[Techtalk] Re: Blog spam

Daniel Richter drichter at essi.fr
Wed Oct 13 12:10:11 EST 2004

 > Recently, my blog has begun getting inundated with
 > comment spam.
 > I know I _don't_ want to set up one of those "enter the
 > characters in the below image' checkpoints, as I know that
 > it is not compatible with everyone (e.g. the handicapped).

Good for you for not using them!

The W3C discusses this problem here:

The W3C acknowledges that it doesn't have a perfect solution to this 
problem. However, one of the suggestions is a simple question with a 
free-form answer.

The W3C's discussion notes that "answers may need to be handled 
flexibly, if they require free-form text. A system would have to 
maintain a vast number of questions, or shift them around 
programmatically, in order to keep spiders from capturing them all."

(The W3C also notes that the technique might cause problems for mentally 
disabled people, but I think we can make the questions simple enough to 
avoid that problem.)

So here's my suggestion: on the form where the user posts a response, 
ask him a simple question. (Maintain a list of four or five questions 
that are chosen at random, and change them every month or so.) When he 
answers a question correctly, give him a "trusted user cookie" that's 
good for a month or so, to avoid frequent users having to constantly 
answer questions.

Be generous when determining whether an answer is right: if the user's 
response contains the right answer, it's right. (Place a reasonable 
limit on the length of the answer to avoid brute-force attacks here.) 
For example, if the question is "who is president of the United 
States?", the answers "George Bush", "George W. Bush" and just plain 
"Bush" are acceptable. Case insensitive, of course.

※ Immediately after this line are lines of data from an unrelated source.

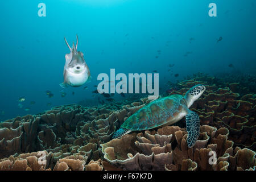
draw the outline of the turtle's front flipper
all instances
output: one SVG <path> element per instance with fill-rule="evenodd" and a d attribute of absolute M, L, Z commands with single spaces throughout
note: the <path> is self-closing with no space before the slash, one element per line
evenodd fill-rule
<path fill-rule="evenodd" d="M 193 147 L 196 143 L 200 131 L 200 121 L 199 116 L 196 113 L 189 110 L 186 115 L 187 131 L 188 137 L 187 143 L 189 148 Z"/>
<path fill-rule="evenodd" d="M 121 127 L 118 130 L 114 133 L 112 138 L 114 139 L 121 137 L 131 131 L 131 130 Z"/>

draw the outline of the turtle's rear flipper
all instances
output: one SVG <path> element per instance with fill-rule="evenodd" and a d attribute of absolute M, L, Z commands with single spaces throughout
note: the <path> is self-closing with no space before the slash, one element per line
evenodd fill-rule
<path fill-rule="evenodd" d="M 199 116 L 196 113 L 189 110 L 186 115 L 187 131 L 188 137 L 187 143 L 189 148 L 193 147 L 196 143 L 200 131 L 200 121 Z"/>
<path fill-rule="evenodd" d="M 112 138 L 117 138 L 121 137 L 131 131 L 131 130 L 121 127 L 118 130 L 114 133 Z"/>

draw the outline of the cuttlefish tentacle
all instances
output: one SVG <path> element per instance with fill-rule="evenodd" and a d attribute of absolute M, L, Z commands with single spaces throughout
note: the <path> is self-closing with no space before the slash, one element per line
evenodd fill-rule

Some criteria for good questions:
1) Avoid mathematical questions, such as "what is five plus seven?" 
They're tempting because they can be easily generated by a computer, but 
they are also easy to solve with a computer.
2) Avoid multiple choice questions or questions that include the answer 
in the question. They can be defeated by brute-force.
3) Remember your international audience. Questions like "who was the 
first president of the United States?" may not be easy for someone in 
Nigeria. Even worse: "who is president?" But of what country?

The last criterion is particularly tricky, but I have some examples of 
questions that I think would be acceptable:
   "What is the opposite of 'fast'?"
   "What is the capital of France?"
   "How many feet does a dog have?"
   "What is the name of the third planet from the sun?"
      (Avoid asking the names of other planets: a Chinese person
      might not know the English name of the planet Mercury.)
   "How many days in a week?"
   "Mozilla, Internet Explorer and Netscape are used to view _____."
      (Accept any answer containing "web" or even "net".)

Finally, just to make sure no one gets stuck, you might give the user a 
choice of answering any one of three questions.

    They've signed me up for every advertising campaign
    and mailing list there is. These people are out of
    their minds. They're harassing me.
        - spam tycoon Alan Ralsky, who was signed up for tons of
          (paper) junk mail after publicly proclaiming that
          he had no regrets about his spam empire.